Я ничего не знаю о тебе теперешней, но в сердце моем жив образ прежней Эвелины: кроткой, нежной, всепрощающей. Я слышу ее тихий голос, который для меня – музыка, лучше оперной. Я вижу ее взгляд, преисполненный милосердия. И нос мой обоняет запах настурций, диких роз и свежей земли. Моя Эвелина любила сады…
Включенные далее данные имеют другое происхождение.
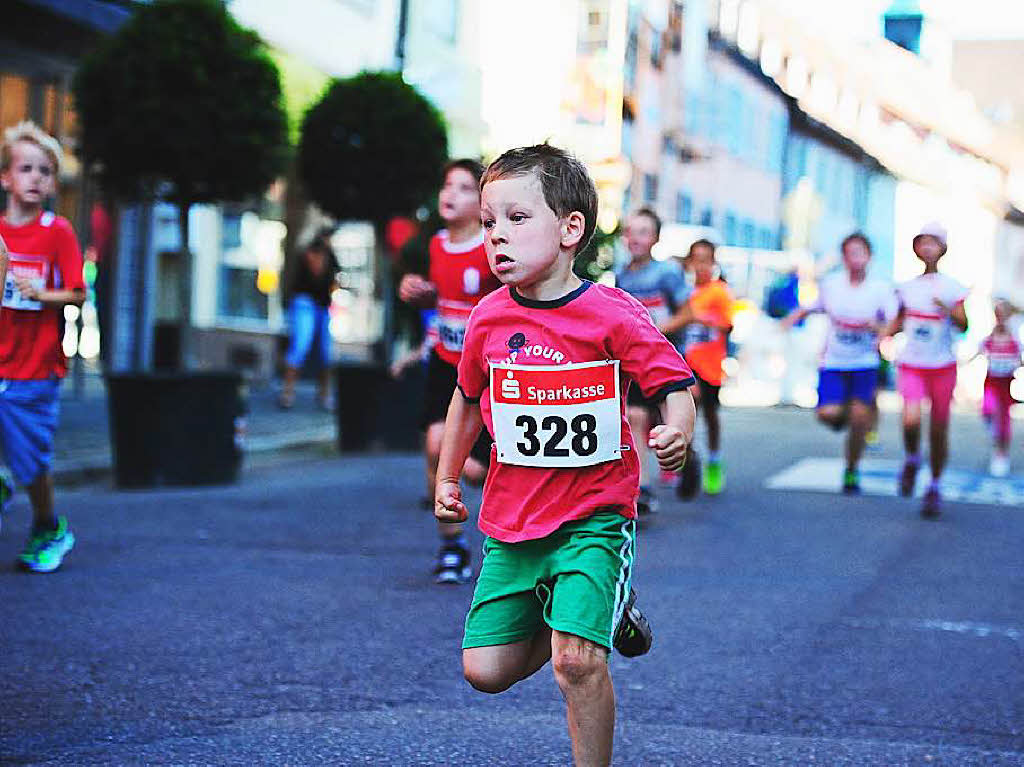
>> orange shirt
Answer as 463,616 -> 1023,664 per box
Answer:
683,280 -> 733,386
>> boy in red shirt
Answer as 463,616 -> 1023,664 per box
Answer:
0,123 -> 85,572
434,144 -> 695,765
398,160 -> 501,584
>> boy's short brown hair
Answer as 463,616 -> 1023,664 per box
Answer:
480,143 -> 597,253
0,120 -> 62,175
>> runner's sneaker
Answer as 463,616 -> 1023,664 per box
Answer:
921,484 -> 942,519
843,469 -> 860,496
637,487 -> 657,516
611,588 -> 654,657
899,459 -> 921,498
17,517 -> 75,572
434,542 -> 473,584
703,460 -> 725,496
676,448 -> 700,501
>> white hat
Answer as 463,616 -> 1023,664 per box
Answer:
913,221 -> 946,253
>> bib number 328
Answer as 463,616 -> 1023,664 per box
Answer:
490,360 -> 622,467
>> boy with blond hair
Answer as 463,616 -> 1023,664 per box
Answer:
434,144 -> 695,765
0,122 -> 85,572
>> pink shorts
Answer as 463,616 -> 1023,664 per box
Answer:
896,364 -> 956,423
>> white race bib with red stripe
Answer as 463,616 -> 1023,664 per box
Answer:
3,253 -> 46,311
490,359 -> 622,468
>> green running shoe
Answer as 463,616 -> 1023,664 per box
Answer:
703,461 -> 725,496
17,517 -> 75,572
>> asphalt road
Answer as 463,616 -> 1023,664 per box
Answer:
0,410 -> 1024,766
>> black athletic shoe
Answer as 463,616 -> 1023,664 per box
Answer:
637,487 -> 657,517
434,543 -> 473,584
611,589 -> 654,657
676,448 -> 700,501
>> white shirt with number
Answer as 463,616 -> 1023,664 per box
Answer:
896,272 -> 968,369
Какова ты теперь? Отчего-то мне кажется, что если ты, драгоценный камень моей измученной души, и изменилась, то не сильно. Разве возможно представить в тебе иную женщину? Чопорную, или, там, сварливую, либо же холодную, как серый гранит родового склепа… помнится, меня всегда пугала твоя матушка, но в тот единственный раз, когда я осмелился сказать тебе об этом страхе, мы поссорились. Ты укоряла меня за жестокосердие и называла злым насмешником, я же, растерянный, силился понять, чем женщина эта, единственным достоинством которой было то, что она подарила жизнь моей Эвелине, заслужила столь горячую любовь?
О, сколь ярки воспоминания! Они – картины, написанные однажды на холсте моего разума. И я, скупец, храню их, чтобы время от времени любоваться.
У меня нет будущего с моей Эвелиной, но есть прошлое, которое и дает мне право обратиться к тебе сейчас. Я пишу это письмо исключительно с тем, что желаю сказать – наша жертва была не напрасной.
Ты, мой ангел, провожала меня в тот злосчастный день, когда я, рассорившись с отцом и братьями, принял решение покинуть дом. Ты обещала ждать, хотя оба мы понимали, сколь многого потребует исполнение сего обещания. Тебя я видел, глядя в окно почтового дилижанса. С тобой говорил в пустоте моих комнат. К тебе взывал в минуты тоски и отчаяния…
Не буду спорить, милая Эвелина, что не раз и не два одолевали меня сомнения в правильности выбранного пути. Однажды, когда очередная неудача постигла меня, лишив всякой надежды, я собрал скромные пожитки и спешно покинул квартиру. Я бежал к вокзалу, как дитя бежит на зов матери, и сердце рвалось из груди навстречу тебе.
Но вдруг предстала предо мной удивительнейшая картина: луч света, падающий на стену. И столь ярко обрисовывал он каждый камень безымянного дома, придавая тому удивительную величавость, что душа моя затрепетала. Я оглянулся. Я увидел людей во всем их многообразии: старых и юных, уродливых до отвращения и столь прекрасных, что я не нахожу слов, подходящих для описания. Я увидел собак и девочек, продающих зелень. Увидел цветочницу, которая была пьяна и прятала бутылку среди букетов фиалок… мост и полисмена. Лошадь с продавленной спиной и даму в изысканном наряде…
Именно в этот миг я осознал все многообразие и величие мира, а заодно уж понял, что никогда, хоть бы целыми днями и ночами я не отходил от станка, не запечатлеть мне всего.
Тем паче что рисованные мною картины не сыскали ничего, кроме презрения.
Я бесталанен, милая моя Эвелина, и пусть сейчас ты станешь отрицать очевидное, но это именно так, а никак иначе. И вот стоял я посреди улицы, сущее ничтожество, которому даровано видеть прекрасное, но не дано донести виденное до людей, и думал… мысли были смутны.
Вернись я домой, преклони колени пред отцом, как подобает хорошему сыну, он бы простил меня. Я зажил бы, как положено было бы жить джентльмену хорошего происхождения и воспитания. Я сделал бы тебе предложение и смею надеяться, что не получил бы отказа. Наша дальнейшая жизнь потекла бы мирно. Но разве оставила бы меня мука душевная? Покинули бы терзания, обуявшие разум мой с той поры, когда осознал я себя тем, кем являюсь: твоим упрямым Джорджем.
Именно упрямство, а еще любовь к тебе, которая безгранична, как безграничен Мировой океан, сподвигли меня вернуться в квартиру. Я собрал все холсты и, вынеся на задний двор, сжег их. В костер отправились кисти и краски. И, глотая горький дым, я глядел, как в клубах тумана появляются и исчезают удивительнейшие картины. Я думал о том, что если бы существовал способ поймать их, запечатлеть, вырвать это мгновение из череды мгновений иных, разве ж не стало бы это величайшим открытием из всех?